Я ожидал, что наш разговор основательно изменит психическое состояние пациентки, но оно пока оставалось прежним. Она продолжала быть подавленной и в плохом настроении. Гидропатический курс (водолечение), который я заставил её начать проходить, немного освежал её по утрам, а преследовавший пациентку запах сгоревшего мучного блюда хотя и не исчез, но стал слабее и появлялся реже, как она говорила, только при особенно большом волнении.
Сохранение этого «обоняющего»символа памяти навело меня на мысль, что ощущение неприятного запаха не только свидетельствует о пережитой главной травматической сцене, но и является символом-фундаментом для многих небольших побочных травм. Так что мы стали исследовать всё, что могло бы находиться хотя бы в отдалённой связи с первоначальной сценой, в которой фигурировало сгоревшее мучное блюдо. Мы подробно прорабатывали темы различных домашних трений, поведение дедушки и многое другое. И постепенно ощущение запаха горелого всё больше исчезало. Как раз в этот момент мы вынуждены были на длительный срок прервать психическое лечение из-за нового обострения болезни носа – была обнаружена костоеда решётчатой кости.

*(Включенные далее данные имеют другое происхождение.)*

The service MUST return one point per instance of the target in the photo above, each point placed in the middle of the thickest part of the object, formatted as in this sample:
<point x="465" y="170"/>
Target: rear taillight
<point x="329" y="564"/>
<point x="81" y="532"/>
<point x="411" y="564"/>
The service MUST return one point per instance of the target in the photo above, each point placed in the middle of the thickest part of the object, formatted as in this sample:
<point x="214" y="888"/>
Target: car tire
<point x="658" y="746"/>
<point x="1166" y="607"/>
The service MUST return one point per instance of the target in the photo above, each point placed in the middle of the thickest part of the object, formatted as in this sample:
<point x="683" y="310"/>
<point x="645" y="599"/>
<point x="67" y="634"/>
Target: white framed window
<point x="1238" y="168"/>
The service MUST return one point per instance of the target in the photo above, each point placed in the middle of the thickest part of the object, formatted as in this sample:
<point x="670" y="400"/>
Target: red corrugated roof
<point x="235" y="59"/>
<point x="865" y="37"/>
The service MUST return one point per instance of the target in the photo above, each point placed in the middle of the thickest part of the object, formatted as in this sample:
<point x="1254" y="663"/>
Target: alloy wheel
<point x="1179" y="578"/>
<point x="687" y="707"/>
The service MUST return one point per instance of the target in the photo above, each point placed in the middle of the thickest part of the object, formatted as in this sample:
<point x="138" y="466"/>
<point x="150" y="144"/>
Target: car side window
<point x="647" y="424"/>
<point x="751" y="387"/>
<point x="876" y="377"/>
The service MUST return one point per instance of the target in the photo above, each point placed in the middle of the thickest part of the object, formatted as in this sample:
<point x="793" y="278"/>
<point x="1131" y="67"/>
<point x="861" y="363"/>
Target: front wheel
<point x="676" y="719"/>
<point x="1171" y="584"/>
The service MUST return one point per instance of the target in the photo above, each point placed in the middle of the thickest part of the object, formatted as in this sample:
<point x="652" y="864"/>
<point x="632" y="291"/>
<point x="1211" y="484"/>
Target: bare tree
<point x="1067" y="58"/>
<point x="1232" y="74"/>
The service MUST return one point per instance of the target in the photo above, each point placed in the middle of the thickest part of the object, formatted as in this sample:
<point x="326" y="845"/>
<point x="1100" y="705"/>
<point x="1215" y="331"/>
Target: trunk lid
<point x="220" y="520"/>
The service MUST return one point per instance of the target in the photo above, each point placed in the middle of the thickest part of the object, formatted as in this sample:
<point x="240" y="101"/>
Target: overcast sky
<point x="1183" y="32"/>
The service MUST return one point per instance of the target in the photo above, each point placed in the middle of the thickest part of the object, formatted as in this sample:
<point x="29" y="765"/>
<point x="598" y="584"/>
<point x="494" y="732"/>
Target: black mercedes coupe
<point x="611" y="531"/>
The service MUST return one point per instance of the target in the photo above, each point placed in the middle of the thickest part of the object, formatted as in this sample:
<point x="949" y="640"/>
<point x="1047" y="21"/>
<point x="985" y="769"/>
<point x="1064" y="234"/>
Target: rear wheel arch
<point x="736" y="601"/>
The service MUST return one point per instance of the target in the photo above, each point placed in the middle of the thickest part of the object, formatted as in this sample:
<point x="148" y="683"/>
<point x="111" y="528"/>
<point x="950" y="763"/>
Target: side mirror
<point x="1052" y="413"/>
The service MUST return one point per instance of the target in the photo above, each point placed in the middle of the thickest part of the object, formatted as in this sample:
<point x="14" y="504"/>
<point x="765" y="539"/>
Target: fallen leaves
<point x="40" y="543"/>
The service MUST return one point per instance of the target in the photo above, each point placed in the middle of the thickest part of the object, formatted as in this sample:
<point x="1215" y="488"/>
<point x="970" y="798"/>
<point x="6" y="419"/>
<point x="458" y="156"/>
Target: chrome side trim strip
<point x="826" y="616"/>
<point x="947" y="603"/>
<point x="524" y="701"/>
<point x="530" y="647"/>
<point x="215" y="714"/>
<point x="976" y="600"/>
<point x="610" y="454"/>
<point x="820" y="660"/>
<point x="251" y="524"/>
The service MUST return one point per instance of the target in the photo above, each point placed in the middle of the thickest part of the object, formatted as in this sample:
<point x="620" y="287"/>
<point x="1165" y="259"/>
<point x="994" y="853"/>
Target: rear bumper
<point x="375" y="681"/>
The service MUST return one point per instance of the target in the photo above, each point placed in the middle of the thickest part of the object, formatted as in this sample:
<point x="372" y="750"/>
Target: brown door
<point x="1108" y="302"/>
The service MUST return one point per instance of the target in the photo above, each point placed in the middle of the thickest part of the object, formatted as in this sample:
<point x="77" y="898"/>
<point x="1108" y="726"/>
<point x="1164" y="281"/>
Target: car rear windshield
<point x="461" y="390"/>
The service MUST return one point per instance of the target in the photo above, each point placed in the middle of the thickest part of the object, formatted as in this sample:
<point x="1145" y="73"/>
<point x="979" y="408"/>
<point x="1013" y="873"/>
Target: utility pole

Когда пациентка появилась снова, то сообщила о том, что рождественские праздники принесли ей столь большое количество подарков от обоих господ и даже от домашней прислуги, словно все сговорились с нею помириться и изгладить у неё из памяти воспоминания о конфликтах последних месяцев. Но такая навязанная любезность не производила на неё никакого впечатления.
Когда уже в другой раз я спросил пациентку о преследовавшем её запахе сгоревшего мучного блюда, она сказала, что хотя он и исчез, вместо себя оставил другой схожий запах, напоминающий дым от сигар. Вероятно, это ощущение существовало у неё и раньше, но не замечалось из-за более сильного запаха мучного блюда. А сейчас сигарный дым выступил в своём полном объёме.
Я не был особенно удовлетворён результатом моего лечения. Произошло то, что всегда придаёт терапии, ограничивающейся борьбой с симптомами, дополнительный неприятный оттенок – несмотря на то, что удаётся успешно удалить определённый конкретный симптом, его место тотчас занимает другой. Но я всеми силами принялся за аналитическое устранение нового символа памяти.